# Automated Playback



## Edrick (Jan 22, 2012)

Well we all know people like QLabs for cue playback, however I'm wondering if you guys have any recommendations for a setup where we can have a central server or something that syncs the systems then a bunch of remote systems playing back this file. A mix of Audio, Video and Photos. 

Basically I'd like to be able to have a few monitors or TVs around that can play through a slideshow and play a video. Much like Powerpoint except i'd like it to be like a kiosk where the app just opens and it listens for a server.


----------



## wavemaster447 (Feb 26, 2012)

Dataton Watchout, if you have the money. It's a stellar piece of software that lets you do **** near anything you can imagine with video, but it'll cost quite a bit to get started. Some rental companies may have Watchout computers available for rent, but its a long shot - you're talking 2K for a single machine, software alone, and you need at least 2 separate machines. Watchout can be triggered from Qlab, or any other MIDI or TCP/IP box.

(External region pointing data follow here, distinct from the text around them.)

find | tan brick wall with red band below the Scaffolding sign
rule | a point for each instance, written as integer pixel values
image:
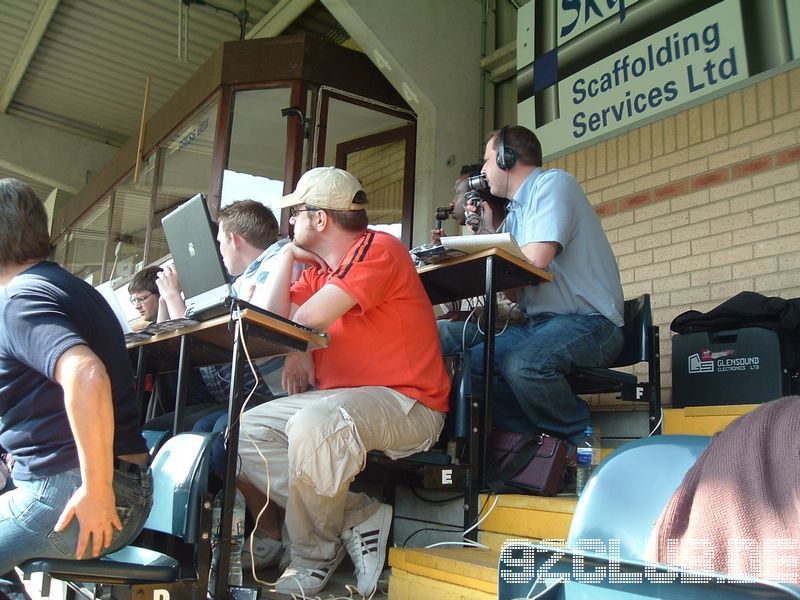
(703, 204)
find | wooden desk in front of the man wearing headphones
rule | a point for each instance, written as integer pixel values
(480, 274)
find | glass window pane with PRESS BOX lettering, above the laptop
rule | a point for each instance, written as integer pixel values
(186, 171)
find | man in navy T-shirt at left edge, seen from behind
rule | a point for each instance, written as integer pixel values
(68, 411)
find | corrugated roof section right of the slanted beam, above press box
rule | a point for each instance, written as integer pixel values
(90, 69)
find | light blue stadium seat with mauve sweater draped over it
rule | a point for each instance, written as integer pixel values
(604, 554)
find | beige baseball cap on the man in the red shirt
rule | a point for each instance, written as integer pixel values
(324, 187)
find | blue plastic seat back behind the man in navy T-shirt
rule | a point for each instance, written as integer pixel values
(180, 478)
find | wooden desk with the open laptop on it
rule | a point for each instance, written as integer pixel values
(222, 340)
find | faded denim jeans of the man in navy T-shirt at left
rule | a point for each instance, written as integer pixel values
(29, 513)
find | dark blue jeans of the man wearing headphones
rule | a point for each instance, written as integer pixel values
(531, 360)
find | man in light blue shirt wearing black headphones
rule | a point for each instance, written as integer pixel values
(574, 320)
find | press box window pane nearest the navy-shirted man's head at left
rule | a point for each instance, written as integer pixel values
(85, 244)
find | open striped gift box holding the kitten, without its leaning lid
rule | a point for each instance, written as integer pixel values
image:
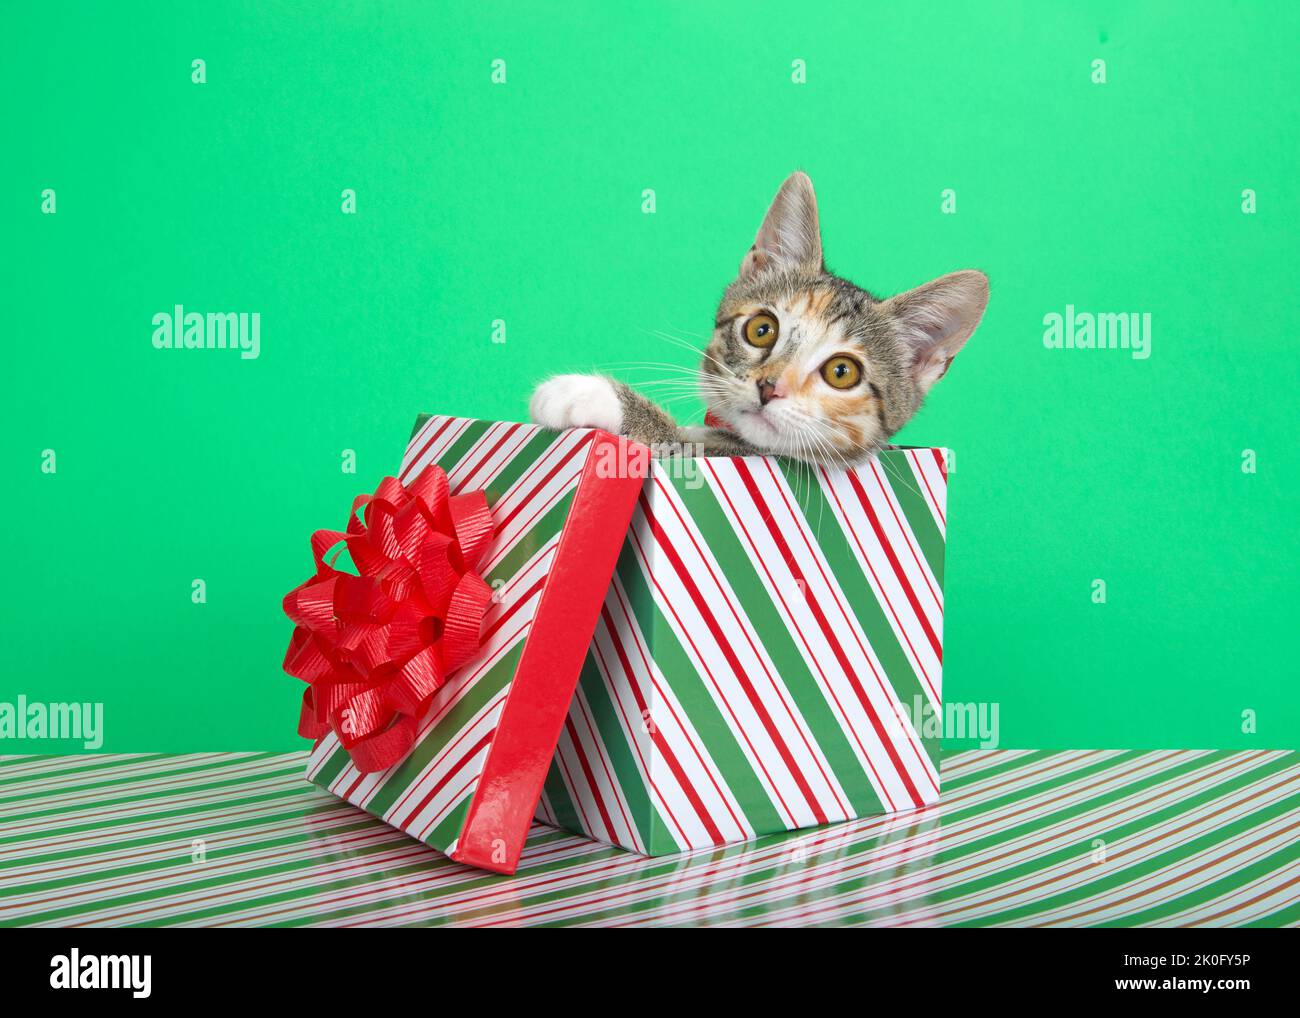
(769, 656)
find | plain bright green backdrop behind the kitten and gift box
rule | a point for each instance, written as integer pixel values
(523, 202)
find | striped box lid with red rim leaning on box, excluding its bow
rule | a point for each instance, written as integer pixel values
(561, 504)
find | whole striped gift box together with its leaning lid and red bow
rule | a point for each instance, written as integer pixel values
(658, 655)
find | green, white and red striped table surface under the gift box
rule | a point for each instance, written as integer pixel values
(1089, 838)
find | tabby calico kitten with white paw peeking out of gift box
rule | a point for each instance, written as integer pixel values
(803, 363)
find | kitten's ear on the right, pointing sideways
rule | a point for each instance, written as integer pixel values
(938, 319)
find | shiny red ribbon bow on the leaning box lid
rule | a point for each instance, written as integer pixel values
(375, 648)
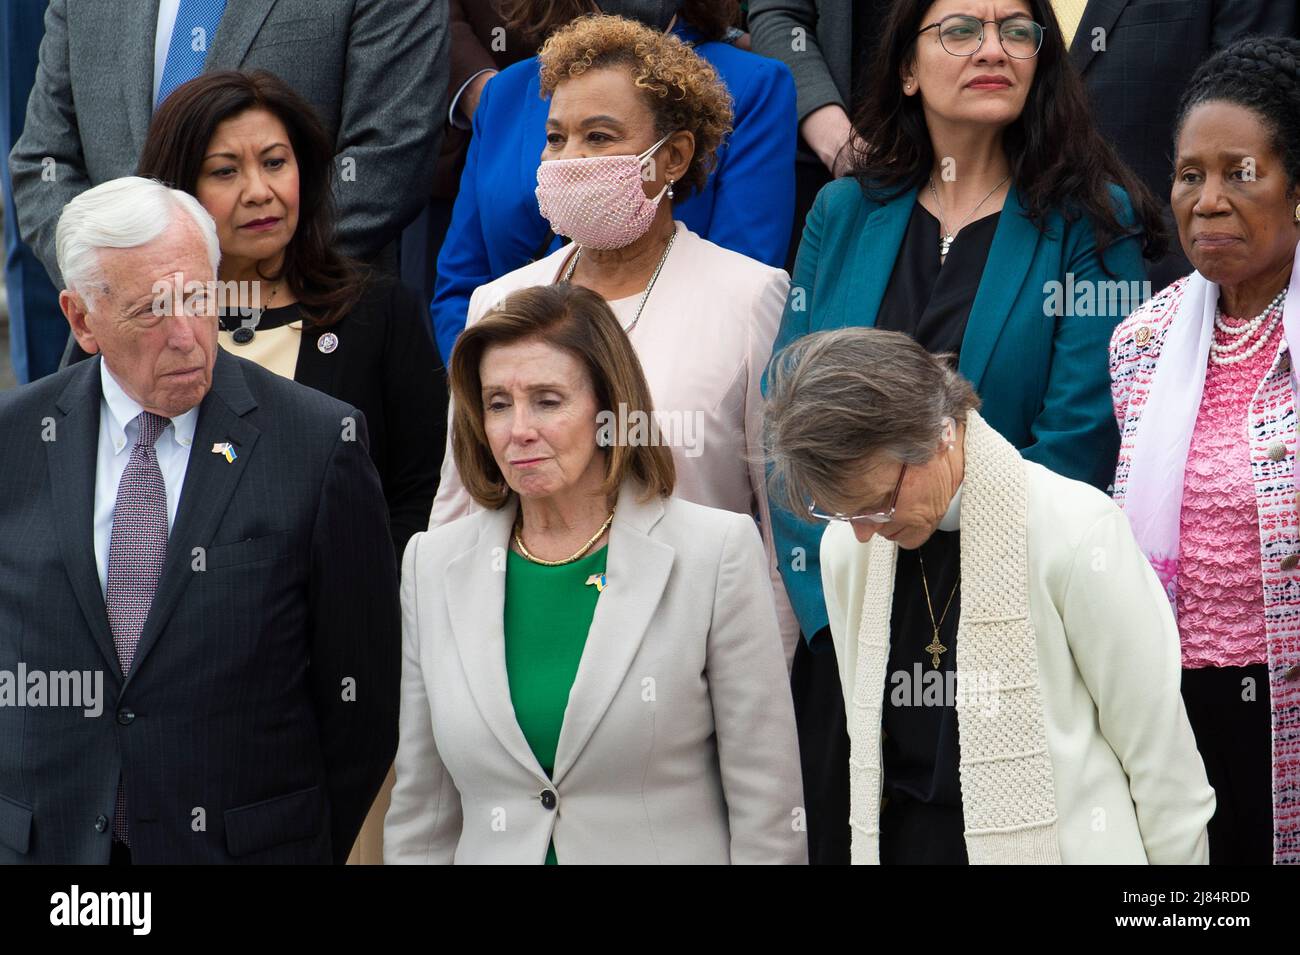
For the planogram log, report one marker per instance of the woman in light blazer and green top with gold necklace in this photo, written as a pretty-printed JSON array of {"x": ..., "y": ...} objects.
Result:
[{"x": 593, "y": 668}]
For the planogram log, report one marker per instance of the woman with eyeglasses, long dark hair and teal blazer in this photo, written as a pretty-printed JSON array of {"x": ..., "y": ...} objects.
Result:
[{"x": 986, "y": 219}]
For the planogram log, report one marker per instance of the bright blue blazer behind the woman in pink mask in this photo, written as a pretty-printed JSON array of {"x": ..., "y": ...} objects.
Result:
[{"x": 747, "y": 206}]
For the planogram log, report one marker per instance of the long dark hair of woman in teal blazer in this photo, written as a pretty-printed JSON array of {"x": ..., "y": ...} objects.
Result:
[{"x": 1060, "y": 162}]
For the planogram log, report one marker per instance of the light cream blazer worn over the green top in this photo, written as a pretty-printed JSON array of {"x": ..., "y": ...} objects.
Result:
[{"x": 679, "y": 737}]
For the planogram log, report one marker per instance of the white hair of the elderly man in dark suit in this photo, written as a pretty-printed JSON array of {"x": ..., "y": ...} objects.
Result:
[{"x": 122, "y": 214}]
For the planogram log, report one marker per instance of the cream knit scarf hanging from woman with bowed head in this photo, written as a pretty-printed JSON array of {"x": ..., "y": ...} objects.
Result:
[{"x": 1008, "y": 796}]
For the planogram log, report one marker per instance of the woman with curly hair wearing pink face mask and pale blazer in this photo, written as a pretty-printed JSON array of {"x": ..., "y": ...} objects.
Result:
[{"x": 635, "y": 124}]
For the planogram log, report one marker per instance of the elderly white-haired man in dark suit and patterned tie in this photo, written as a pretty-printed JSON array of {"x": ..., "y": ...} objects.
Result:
[{"x": 198, "y": 591}]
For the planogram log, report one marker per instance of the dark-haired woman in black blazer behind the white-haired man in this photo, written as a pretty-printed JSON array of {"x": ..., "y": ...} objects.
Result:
[{"x": 259, "y": 160}]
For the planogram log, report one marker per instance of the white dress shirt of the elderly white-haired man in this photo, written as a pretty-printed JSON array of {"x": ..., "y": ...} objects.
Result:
[{"x": 118, "y": 433}]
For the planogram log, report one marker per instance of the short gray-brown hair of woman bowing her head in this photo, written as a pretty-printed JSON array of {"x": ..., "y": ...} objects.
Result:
[{"x": 839, "y": 398}]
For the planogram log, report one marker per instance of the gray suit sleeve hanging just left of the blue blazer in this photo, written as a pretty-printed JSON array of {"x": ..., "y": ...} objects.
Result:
[{"x": 392, "y": 119}]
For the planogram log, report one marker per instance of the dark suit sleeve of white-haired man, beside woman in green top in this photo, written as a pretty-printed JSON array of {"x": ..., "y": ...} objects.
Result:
[{"x": 356, "y": 627}]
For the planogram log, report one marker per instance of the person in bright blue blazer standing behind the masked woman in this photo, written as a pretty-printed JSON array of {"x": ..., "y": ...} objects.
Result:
[{"x": 743, "y": 201}]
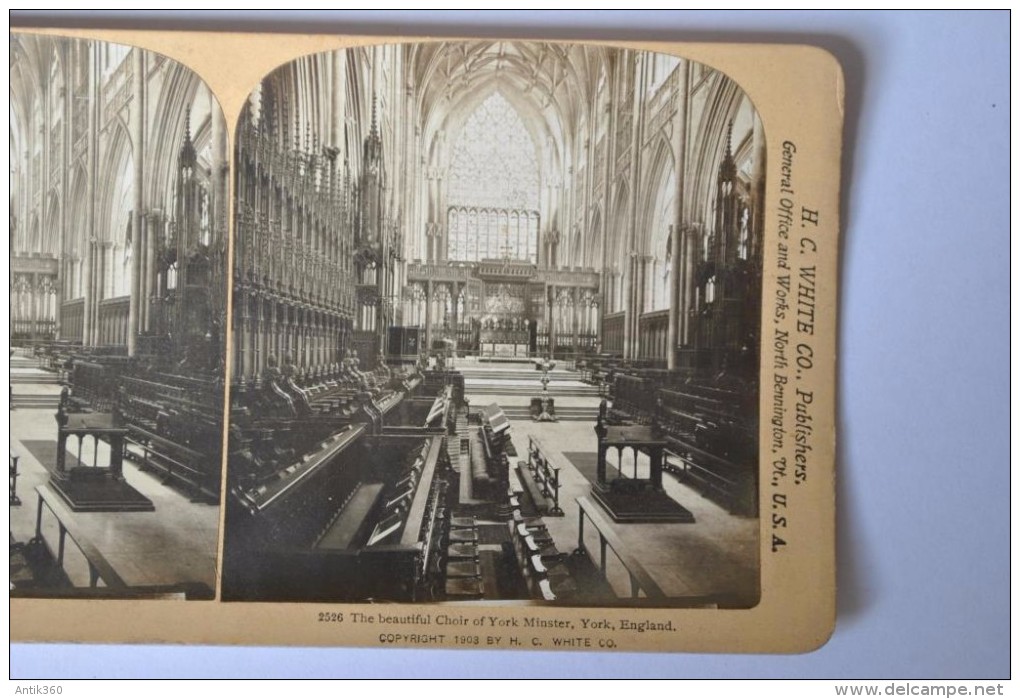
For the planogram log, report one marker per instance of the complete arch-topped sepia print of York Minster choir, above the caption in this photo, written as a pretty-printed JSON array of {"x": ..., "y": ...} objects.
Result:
[{"x": 496, "y": 330}]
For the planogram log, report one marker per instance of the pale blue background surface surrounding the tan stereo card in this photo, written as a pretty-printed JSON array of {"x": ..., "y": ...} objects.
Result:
[{"x": 924, "y": 458}]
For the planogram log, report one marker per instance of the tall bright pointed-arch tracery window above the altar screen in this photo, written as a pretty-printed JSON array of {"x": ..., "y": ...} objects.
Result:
[{"x": 494, "y": 187}]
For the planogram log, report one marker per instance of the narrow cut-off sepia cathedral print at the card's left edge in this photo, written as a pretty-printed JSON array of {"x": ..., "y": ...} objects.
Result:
[{"x": 119, "y": 167}]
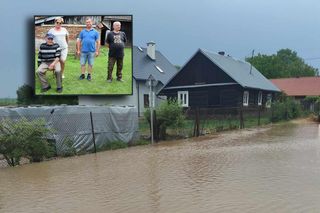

Another option would be old-fashioned analog signal distribution, and run your show from whatever software you want, including Powerpoint, or Qlab itself. Search around Amazon also, there are some Video+Serial over cat5 solutions that may work well for this, depending on how far the run is, and whether you want serial control of the screens themselves.

Good luck!


----------



## metti (Feb 26, 2012)

Sounds like you should be looking for digital signage type systems.


----------



## beardedbil (Feb 26, 2012)

I am not quite sure of your setup or needs but I would look at the Brightsign video players. I have used many of them in a kiosk type setting.
Best,
Bill Rod. 
Dark Tech Effects
www.darktecheffects.com


----------



## iAdam (May 5, 2012)

Station Playlist does video and audio, might do pics too;]


----------



## AhClem (Jul 8, 2012)

I'm a bit out of my element in this forum, but would the Medialon system be suitable for your needs?
Medialon - Show Control - Media Control


----------